Dressed in a skintight space suit with a clear plastic cape, Nomi first stunned an East Village audience at 1978's "New Wave Vaudeville" with his bizarre rendition of Mon cœur s'ouvre à ta voix from Samson et Dalila, a performance which ended with Nomi disappearing into a chaos of smoke bombs, strobe lights and crashing sound effects. Legendary New York performance artist Joey Arias recalls, "I still get goose pimples when I think about it... It was like he was from a different planet and his parents were calling him home. When the smoke cleared, he was gone." Later when David Bowie caught Nomi's act at The Mudd Club, he hired the super-stylized performer as a backup singer. Nomi's first peep at national airtime was during Bowie's 1979 Saturday Night Live performance in which he sang backup while holding a prop pink poodle with a television in it's mouth. This 1982 French television performance of the Cold Song from Henry Purcell's King Arthur highlights Klaus Nomi's sick vocal range and kooky/gothic stage persona:

While Klaus Nomi recorded several albums without much mainstream impact, his cult status was undeniable. He was a regular on Manhattan Cable's TV Party, a public access program directed by my former professor/late 70's East Village art-enigma Amos Poe, that was pretty much just recorded hangouts and jam sessions with Mick Jones (The Clash), David Byrne (Talking Heads), Debbie Harry and Jean-Michael Basquiat.

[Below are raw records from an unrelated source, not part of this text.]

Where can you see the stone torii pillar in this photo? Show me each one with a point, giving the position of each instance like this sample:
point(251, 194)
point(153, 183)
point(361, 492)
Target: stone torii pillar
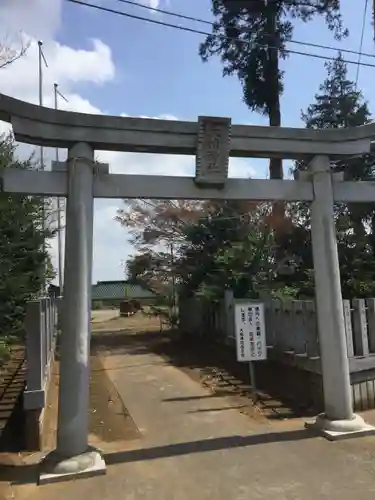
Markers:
point(338, 420)
point(73, 455)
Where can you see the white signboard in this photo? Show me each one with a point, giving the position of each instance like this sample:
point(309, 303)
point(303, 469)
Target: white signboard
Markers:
point(250, 331)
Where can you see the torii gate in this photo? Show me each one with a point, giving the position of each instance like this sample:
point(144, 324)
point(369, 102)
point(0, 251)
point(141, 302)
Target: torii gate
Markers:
point(212, 140)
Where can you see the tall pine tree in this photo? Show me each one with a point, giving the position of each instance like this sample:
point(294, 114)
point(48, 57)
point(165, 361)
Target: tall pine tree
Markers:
point(250, 36)
point(340, 105)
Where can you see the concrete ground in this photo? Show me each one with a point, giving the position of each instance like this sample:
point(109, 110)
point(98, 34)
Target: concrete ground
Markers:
point(196, 446)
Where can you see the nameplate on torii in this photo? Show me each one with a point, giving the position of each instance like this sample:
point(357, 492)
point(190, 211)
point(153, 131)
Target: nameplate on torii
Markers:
point(213, 149)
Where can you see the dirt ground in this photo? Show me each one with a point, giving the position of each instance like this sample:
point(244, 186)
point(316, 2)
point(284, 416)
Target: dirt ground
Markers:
point(211, 365)
point(111, 426)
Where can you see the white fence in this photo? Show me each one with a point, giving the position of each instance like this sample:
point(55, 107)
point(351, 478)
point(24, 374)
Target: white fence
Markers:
point(292, 335)
point(41, 329)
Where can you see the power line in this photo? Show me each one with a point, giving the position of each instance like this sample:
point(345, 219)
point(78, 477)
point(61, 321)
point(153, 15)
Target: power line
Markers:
point(361, 42)
point(205, 33)
point(210, 23)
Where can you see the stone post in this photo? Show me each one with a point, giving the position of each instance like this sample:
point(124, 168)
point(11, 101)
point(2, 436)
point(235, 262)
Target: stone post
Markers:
point(73, 454)
point(338, 418)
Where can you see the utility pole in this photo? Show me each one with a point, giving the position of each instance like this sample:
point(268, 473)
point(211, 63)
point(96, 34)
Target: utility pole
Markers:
point(41, 60)
point(173, 281)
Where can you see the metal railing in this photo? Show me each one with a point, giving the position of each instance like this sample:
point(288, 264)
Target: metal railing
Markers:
point(41, 328)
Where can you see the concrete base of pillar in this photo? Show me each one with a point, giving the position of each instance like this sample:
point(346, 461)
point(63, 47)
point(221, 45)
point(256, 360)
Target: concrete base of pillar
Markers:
point(335, 430)
point(55, 468)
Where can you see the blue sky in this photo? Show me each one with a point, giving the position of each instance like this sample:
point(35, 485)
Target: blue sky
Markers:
point(159, 70)
point(112, 64)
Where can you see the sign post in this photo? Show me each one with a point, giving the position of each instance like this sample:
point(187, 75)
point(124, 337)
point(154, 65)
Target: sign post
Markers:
point(250, 335)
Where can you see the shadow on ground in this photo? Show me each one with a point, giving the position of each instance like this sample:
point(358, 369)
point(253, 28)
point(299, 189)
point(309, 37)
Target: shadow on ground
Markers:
point(204, 445)
point(209, 363)
point(23, 474)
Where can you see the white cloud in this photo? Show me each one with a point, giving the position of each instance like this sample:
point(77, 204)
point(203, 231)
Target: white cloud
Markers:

Klaus Nomi died of AIDS in 1983 but he leaves behind a treasure trove of music and videos that have influenced musicians (Morrissey habitually covered his songs while Gaga is his aesthetic female copycat, ) as well as fashion designers (Gaultier's Spring 2009 collection featured several variations on Nomi's signature V-tuxedo, and to say Gareth Pugh is obsessed with Klaus would be an understatement). His video for "Falling In Love Again" from the Simple Man album is an erotically charged exercise in high fashion and perverted sexuality set to a catchy Freddie Mercurified version of an old Marlene Dietrich tune, starring supermodels felating neon light sticks and ice cream cones. Plain and simple.